II. Pre-Investment Methodology Roadmap
The Frame Pre-Investment GHG Impact Methodology is built around three types of analyses: potential impact, planned impact, and realized impact. Each serves a distinct purpose and requires a different amount of information. Together, they form a comprehensive framework to help investors and companies better understand the long-term implications of their decisions.
Potential GHG impact estimates the impact a proposed climate solution could have based on a standardized growth trajectory that assumes the proposed solution takes over the Serviceable Obtainable Market (SOM).
This analysis is valuable for early-stage solutions that could alter emissions patterns and is most applicable when looking at early-stage solutions with limited information. Potential impact analyses are longer-term and often align with global scenarios by the International Energy Agency (IEA). Potential impact analyses carry a wide band of uncertainty.
Planned GHG Impact
Planned GHG impact estimates the future GHG impact that can be realistically achieved, considering the specific solution’s unit impact alongside its detailed forecasts of sales and/or the installed base.
It is more applicable to companies with realistic business plans that reflect the solution’s specific market segments and incorporate fleet effects for solutions with long operational lifespans. Planned impact analyses typically align with timeframes established by business plans.
Realized GHG Impact
Realized GHG impact is intended to serve as the most accurate representation of GHG impact within a designated historical timeframe. At this stage, solution and incumbent unit emissions should be built off of GHG footprint, validated with real-world data. It is calculated by multiplying the most up-to-date measure of unit impact by historical volumes, such as sales and/or the installed base, assuming sales have occurred. This analysis provides a critical feedback loop by comparing actual data with planned forecasts, enabling both the company and investment analyst to refine their strategies and improve future projections.
Methodology Chapters
At a Glance
Market Segmentation
Volumes and unit impact are not isolated variables. For example, where the solution is sold or how it is used affects its unit emissions. In this chapter, we discuss how investors integrate GHG analysis into due diligence, including market sizing and segmentation. This helps to drive better investment decisions. This also reflects the downselection process, which typically begins with assessing scalability and market context.
Net Unit Impact
Net unit impact, or “unit impact,” measures the difference in emissions between a solution and an incumbent across their life cycles and in alignment with the market segments. These differences, called Solution Effects, are summed to a net unit impact value. Assumptions in net unit impact calculations change over time. We encourage analysts to think qualitatively through the materiality of Solution Effects before quantifying them.
Volumes
In this chapter, we go deeper into volumes, which represent an annual number of solution units over a specified time frame, such as number of sales or units in operation. Sizes of markets and market segments can be quantified from top down or bottom up.
GHG Impact
In this chapter, we provide further detail on the three approaches to assessment—potential, planned, and realized impact—and explain how volumes combine with net unit impact to visually represent the anticipated GHG impact of a solution over time.
New Considerations
The GHG impact equation covers all variables that directly affect solution unit emissions, incumbent unit emissions, and solution volumes. But investors have raised the following additional considerations for further incorporation and future guidance:
Optional Adjustment Factors: Adjustment factors are variables of GHG impact that are separate from and shouldn’t be blended into any underlying variables associated with the unit impact or volumes of the direct product solution being analyzed. They are considered optional at this time. In each section below, we also discuss challenges with the current assessment methods.

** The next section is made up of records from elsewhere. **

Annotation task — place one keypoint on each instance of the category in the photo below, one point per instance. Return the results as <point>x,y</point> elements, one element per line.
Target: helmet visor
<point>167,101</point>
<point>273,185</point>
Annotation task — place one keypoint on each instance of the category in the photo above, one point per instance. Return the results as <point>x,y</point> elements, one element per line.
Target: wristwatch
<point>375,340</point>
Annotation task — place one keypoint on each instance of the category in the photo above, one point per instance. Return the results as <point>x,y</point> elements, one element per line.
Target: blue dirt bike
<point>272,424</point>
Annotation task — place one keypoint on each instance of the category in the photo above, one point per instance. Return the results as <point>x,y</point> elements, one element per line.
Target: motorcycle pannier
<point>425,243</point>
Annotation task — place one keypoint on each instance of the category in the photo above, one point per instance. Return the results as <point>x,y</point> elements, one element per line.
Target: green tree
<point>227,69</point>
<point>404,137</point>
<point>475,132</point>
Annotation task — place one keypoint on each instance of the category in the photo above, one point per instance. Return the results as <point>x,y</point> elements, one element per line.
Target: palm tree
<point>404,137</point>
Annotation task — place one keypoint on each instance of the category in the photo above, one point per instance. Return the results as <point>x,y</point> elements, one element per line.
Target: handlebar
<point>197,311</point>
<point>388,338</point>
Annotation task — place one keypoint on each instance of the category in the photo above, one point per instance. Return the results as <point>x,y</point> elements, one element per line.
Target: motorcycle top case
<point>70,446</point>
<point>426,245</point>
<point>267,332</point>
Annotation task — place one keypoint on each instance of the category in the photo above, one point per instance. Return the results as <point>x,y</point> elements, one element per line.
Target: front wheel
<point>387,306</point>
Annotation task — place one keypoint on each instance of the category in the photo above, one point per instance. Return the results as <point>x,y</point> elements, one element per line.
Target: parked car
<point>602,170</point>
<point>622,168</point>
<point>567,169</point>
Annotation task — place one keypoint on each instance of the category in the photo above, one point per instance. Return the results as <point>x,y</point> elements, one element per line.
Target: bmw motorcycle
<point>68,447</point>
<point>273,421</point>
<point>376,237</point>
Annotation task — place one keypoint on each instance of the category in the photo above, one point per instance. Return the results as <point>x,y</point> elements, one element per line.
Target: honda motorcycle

Value Chain Attribution: With this adjustment, investors attribute portions of GHG impact to multiple direct component solutions along the value chain.
Capitalization Attribution: With this adjustment, investors apportion GHG impact among owners of the solution they have invested in.
Rebound Effects: Rebound effect refers to the ways in which technology that increases efficiency through the use of a resource, such as energy, can cause the resource to be used more. In theory, this can lessen or cancel out the positive environmental benefits of efficiency.
Action & Reaction Across Systems: In this category, we consider how and/or why investors may need to take into account the impact of their solution on another part of the system, such as a different solution or service.